In this tutorial, we discuss three solutions to the most pressing drawbacks of established methods. With regard to SVD, we put emphasis to large-scale problems and their solutions. In particular, data characteristics such as sparsity are of relevance here, which can lead to accurate and fast solutions. With regard to NMF, we discuss projected/proximal gradient descent as an alternative to multiplicative updates. Multiplicative updates can be seen as gradient descent, where the step size is chosen small enough such that the nonnegativity constraint is never violated. However, this conservative step size results in a very slow convergence rate. In contrast, proximal methods facilitate the optimization of non-continuous and nonconvex objectives with fast convergence properties.
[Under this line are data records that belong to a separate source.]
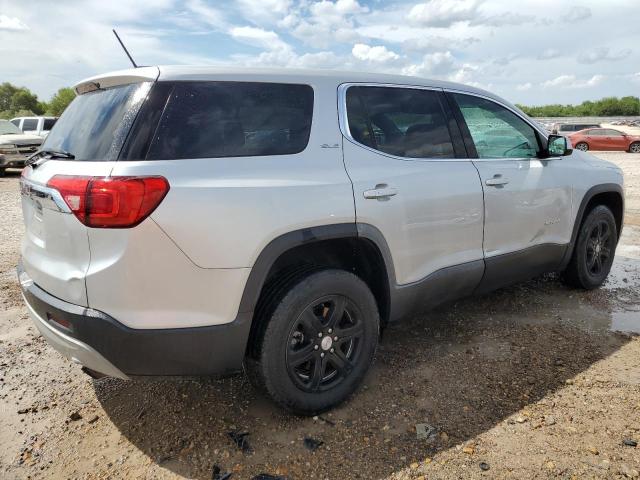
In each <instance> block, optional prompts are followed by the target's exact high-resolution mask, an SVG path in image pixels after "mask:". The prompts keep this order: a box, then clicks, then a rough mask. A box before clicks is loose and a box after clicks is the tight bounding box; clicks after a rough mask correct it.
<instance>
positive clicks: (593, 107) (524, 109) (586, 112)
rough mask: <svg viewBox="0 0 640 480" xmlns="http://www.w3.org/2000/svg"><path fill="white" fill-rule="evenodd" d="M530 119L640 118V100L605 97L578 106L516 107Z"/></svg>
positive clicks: (521, 106) (623, 98)
mask: <svg viewBox="0 0 640 480" xmlns="http://www.w3.org/2000/svg"><path fill="white" fill-rule="evenodd" d="M518 108H520V109H521V110H522V111H523V112H524V113H526V114H527V115H529V116H530V117H623V116H640V98H638V97H622V98H618V97H606V98H603V99H601V100H596V101H594V102H592V101H586V102H582V103H581V104H580V105H560V104H555V105H543V106H539V107H527V106H525V105H518Z"/></svg>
Finally, with regard to clustering, we discuss optimization methods which enable the representation of overlapping clusters and outliers in the data. Allowing such general clustering structures is computationally not feasible with Lloyd’s alternating minimization. In the past, relaxations of the binary constraints have been proposed, such that numerical optimizations, known from related factorizations such as NMF, could be applied. Correspondingly, the resulting factor matrices are not binary anymore: they indicate fuzzy clusters, and in order to convert those to crisp cluster memberships, post-processing steps are required. Once again, proximal methods enable an efficient combination of the numerical optimization of relaxed objectives which converge to binary results.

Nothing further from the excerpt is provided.